It seems to me that the conversations we are having now with cooperatives about our project are more detailed and to the point than they were when we arrived. Of course, you will say, because you now know more about what you are doing. But in fact, I haven’t noticed that we present the project in any different manner, but more so that the cooperative members ask much more sophisticated and relevant questions now, as if it’s the fourth time we have been to see them, rather than the first. It’s as if the idea is in the air… Some of the details that have been discussed recently are absolutely key to the success of the work within any of the groups we hope to work with. Our intern Nils is creating a cost analysis template and many of the factors we have been researching for this were brought up in recent meetings, such as ‘how much electricity would the press use?’ ‘what could we sell the product for?’ ‘How long will a ceiling tile last?’ ‘Who would buy it?’. These conversations took place in our meetings today and yesterday in Cooperativa El Alamo and Reciclando Suenos, both very successful and active cooperatives working in the recycling business. Both groups have an incredible spirit and believe strongly that they are providing a service just as the garbage trucks are, so they see no reason why the trucking companies are paid huge sums of money and the cooperatives are paid nothing or small subsidies. Marcelo from Reciclando Suenos had a head on fight with the government about this at the recent conference we attended on recycling.
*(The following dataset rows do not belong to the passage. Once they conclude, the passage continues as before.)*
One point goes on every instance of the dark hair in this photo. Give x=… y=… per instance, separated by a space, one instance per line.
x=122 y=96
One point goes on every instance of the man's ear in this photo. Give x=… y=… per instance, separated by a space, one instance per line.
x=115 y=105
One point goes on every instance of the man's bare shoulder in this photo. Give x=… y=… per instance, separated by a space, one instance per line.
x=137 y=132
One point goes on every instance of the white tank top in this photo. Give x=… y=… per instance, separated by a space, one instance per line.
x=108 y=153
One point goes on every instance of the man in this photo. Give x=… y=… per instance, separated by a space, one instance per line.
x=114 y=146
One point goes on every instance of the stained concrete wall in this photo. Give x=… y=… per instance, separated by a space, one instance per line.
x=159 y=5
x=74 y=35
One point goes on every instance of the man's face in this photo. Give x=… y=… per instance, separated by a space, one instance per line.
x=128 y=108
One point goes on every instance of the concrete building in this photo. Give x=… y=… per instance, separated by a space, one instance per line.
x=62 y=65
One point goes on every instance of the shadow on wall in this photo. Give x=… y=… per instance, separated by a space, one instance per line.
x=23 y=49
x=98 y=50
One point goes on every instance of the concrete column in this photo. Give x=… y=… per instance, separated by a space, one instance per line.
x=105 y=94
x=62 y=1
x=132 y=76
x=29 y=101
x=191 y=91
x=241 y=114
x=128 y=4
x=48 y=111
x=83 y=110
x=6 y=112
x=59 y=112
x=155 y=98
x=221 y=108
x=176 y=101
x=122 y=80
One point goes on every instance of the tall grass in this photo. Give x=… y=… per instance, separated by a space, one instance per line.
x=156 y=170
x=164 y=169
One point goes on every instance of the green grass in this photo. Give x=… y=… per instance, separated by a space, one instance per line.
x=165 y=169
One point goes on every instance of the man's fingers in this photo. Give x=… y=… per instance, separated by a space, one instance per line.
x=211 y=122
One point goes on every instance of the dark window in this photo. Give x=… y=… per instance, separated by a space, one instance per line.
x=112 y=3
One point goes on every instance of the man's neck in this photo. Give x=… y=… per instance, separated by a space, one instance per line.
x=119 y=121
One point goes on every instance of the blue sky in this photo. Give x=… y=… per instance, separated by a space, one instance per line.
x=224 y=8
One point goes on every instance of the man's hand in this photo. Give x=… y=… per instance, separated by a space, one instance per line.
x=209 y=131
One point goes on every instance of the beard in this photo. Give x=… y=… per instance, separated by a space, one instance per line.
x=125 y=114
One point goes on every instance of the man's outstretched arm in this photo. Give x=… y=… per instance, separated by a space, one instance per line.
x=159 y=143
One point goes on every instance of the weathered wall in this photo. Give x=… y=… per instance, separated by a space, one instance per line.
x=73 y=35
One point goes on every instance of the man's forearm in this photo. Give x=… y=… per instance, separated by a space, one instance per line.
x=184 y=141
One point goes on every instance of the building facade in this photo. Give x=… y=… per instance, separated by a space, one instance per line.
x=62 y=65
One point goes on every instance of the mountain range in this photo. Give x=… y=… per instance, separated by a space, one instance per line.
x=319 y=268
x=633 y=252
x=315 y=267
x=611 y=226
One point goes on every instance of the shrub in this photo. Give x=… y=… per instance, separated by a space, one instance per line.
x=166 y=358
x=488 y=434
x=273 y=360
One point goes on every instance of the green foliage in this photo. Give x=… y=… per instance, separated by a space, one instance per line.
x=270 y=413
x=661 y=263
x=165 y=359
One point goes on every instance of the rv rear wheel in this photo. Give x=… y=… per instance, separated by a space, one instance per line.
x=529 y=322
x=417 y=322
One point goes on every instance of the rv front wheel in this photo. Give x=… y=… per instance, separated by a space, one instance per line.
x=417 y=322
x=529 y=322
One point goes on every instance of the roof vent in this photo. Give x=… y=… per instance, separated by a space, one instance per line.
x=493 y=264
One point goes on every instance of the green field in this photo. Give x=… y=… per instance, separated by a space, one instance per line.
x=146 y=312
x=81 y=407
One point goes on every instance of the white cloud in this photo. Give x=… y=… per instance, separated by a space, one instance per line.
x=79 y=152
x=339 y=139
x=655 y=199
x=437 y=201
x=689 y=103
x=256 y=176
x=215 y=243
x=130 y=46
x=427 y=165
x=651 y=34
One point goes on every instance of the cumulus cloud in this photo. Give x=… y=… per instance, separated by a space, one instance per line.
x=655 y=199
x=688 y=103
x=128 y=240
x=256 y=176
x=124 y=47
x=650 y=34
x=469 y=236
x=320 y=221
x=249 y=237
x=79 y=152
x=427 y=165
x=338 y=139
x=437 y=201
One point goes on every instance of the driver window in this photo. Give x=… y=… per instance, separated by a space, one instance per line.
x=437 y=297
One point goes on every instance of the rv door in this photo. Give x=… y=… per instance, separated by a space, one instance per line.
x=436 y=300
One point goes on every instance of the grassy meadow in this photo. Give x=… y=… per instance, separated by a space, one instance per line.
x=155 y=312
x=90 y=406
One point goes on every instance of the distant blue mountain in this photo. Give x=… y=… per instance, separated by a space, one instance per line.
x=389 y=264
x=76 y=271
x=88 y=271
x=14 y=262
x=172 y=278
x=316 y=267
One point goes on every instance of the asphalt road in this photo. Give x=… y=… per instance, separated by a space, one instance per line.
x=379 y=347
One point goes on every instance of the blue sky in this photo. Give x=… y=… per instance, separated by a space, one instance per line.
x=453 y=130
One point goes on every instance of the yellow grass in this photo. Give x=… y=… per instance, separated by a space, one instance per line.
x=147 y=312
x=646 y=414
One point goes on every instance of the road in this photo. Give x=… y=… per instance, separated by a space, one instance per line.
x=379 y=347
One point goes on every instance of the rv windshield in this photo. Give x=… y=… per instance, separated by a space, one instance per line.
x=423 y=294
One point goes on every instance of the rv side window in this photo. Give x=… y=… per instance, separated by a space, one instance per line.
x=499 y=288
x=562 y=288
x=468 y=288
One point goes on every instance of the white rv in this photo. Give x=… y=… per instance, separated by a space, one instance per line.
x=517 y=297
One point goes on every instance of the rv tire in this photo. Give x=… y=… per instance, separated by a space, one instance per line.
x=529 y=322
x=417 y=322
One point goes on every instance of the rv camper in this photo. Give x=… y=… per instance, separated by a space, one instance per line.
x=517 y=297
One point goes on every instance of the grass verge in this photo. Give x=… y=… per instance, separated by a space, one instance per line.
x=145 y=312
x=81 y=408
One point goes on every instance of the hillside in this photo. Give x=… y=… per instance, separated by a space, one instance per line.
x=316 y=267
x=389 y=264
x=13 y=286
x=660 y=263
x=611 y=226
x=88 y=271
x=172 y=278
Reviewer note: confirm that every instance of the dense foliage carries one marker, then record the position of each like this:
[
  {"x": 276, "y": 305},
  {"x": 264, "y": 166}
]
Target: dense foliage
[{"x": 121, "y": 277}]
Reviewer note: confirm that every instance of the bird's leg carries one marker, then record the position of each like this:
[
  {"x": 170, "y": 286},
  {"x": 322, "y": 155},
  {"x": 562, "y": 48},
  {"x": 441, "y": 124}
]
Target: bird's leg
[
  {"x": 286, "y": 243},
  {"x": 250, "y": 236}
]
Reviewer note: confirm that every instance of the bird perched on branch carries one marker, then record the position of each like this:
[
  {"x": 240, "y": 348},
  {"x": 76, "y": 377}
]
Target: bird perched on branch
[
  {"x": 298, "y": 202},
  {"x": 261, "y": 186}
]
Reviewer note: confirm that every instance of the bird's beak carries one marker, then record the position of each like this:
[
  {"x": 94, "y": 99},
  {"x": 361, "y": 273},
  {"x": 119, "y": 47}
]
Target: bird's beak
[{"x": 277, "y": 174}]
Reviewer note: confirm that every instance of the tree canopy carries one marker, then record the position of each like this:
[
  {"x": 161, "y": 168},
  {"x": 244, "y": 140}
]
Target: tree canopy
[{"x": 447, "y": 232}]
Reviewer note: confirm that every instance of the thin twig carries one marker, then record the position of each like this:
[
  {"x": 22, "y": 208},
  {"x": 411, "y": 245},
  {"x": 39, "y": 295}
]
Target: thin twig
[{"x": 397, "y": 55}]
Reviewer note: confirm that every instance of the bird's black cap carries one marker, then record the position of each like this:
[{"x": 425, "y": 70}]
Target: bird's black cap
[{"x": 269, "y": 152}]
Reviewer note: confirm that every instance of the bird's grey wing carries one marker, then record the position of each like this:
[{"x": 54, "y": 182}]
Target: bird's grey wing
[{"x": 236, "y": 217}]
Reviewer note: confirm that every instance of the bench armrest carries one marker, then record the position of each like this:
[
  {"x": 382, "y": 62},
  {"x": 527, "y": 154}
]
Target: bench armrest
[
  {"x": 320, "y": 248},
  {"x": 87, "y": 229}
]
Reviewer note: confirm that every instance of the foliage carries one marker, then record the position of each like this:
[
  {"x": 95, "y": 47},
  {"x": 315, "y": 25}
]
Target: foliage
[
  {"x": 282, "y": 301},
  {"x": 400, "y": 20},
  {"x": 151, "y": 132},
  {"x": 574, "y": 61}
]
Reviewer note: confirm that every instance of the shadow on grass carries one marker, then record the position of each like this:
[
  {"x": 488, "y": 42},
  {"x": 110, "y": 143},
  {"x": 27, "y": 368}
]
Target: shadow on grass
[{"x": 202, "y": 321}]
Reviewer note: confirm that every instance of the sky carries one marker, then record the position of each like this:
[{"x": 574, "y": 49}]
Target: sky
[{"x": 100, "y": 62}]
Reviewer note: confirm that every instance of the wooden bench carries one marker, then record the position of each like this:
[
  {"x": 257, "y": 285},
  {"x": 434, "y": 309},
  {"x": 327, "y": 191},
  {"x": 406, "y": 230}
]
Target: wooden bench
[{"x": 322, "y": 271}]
Reciclando Suenos is the first coop we have seen which has actually moved on to manufacturing from collecting, sorting and selling. They have an actual product – a painting sponge, the handle and backbone of which is made from recycled plastic. They chop, clean, dry and injection mould the plastic, and then assemble the parts, selling them for 1.10 pesos each to a local wholesaler. We were extremely impressed with their team, who were supported by weekly workshops run by local PhD anthropology students. After a long cold wait in a drafty warehouse full of bags of plastic, we were privileged to experience one of these workshops. It seemed to us to be a cross between a recovered workers assembly (although we have only heard about these) and a cooperative development workshop. Members were asked to discuss certain issues and topics, including a series of case studies, which led onto some incredible discussions such as ‘how should we distribute the benefits gained when someone is given an extra item by the neighbours such as a good pair of socks?’ Sebastian and Maria, who have been working with this cooperative for over three years, facilitated the discussions brilliantly.
Cooperativa El Alamo is to become one of the city’s Green points. We were shown around the future premises, currently damp and mosquito-ridden, and proudly told which room would be the sorting and which the compressing area. We were introduced to both groups by Gonzalo Roque of Avina foundation who took us to El Alamo today.